Ein Cartoon, der gerade in sozialen Medien kursiert, zeigt eine militärische Kommandozentrale. Auf Bildschirmen sieht man, dass Raketen abgeschossen werden, ein Kommandant aber ist entsetzt: „No, I said: Alexa, order lunch!“ ruft er.
Der digitale Sprachassistent hat das Kommando zum Raketenstart („launch“) mit der Mittagessenbestellung („lunch“) verwechselt, da hilft auch Alexas kleinlautes „Sorry“ nichts: die Apokalypse ist unabwendbar.
Die Problematik der Künstlichen Intelligenz (KI), die uns mittlerweile auf Schritt und Tritt begleitet, ist damit gut umrissen: Ihre Mechanismen sind fehlbar, ihre Prozesse, wenngleich zur Entwicklung fähig, von Menschen gemacht. Es braucht mehr Bewusstsein dafür.
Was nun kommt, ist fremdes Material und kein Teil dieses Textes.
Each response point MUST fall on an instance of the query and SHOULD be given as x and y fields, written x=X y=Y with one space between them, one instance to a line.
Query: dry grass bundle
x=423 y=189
Vor diesem Hintergrund kommt einmal mehr die Kunst ins Spiel – als Avantgarde im ursprünglichen Sinn, als Spähtrupp und Aufklärungskommando. Während sich ein Teil der Diskussion um die Frage dreht, ob Maschinen jemals Kreativität werden hervorbringen können, beschäftigen sich viele technikaffine Kunstschaffende damit, gezielt Sand ins Getriebe der scheinbar rational agierenden Algorithmen und Systeme zu streuen.
Ok, Google?
Im Kunstraum Niederösterreich in der Wiener Herrengasse erweiterte man jüngst den Fokus auf das Alexa-Problem, also auf das Feld der Töne: „Wake Words“ (so nennt man Phrasen wie „Alexa“ oder „Ok, Google“, die ein Spracherkennungssystem „aufwecken“) hieß eine recht komplexe Auseinandersetzung, bei der etwa der Künstler Clemens von Wedemeyer eine Firma narrte, die auf Basis von Sprachaufnahmen „Persönlichkeitsprofile“ erstellt. Wedemeyer setzte ihnen zwei Gespräche mit Patientinnen einer psychiatrischen Institution aus dem Jahr 1952 vor, die vor und nach einer Lobotomie entstanden waren, und enttarnte so die grobmaschige und im Kern vorurteilsbeladene Erfassung der Daten.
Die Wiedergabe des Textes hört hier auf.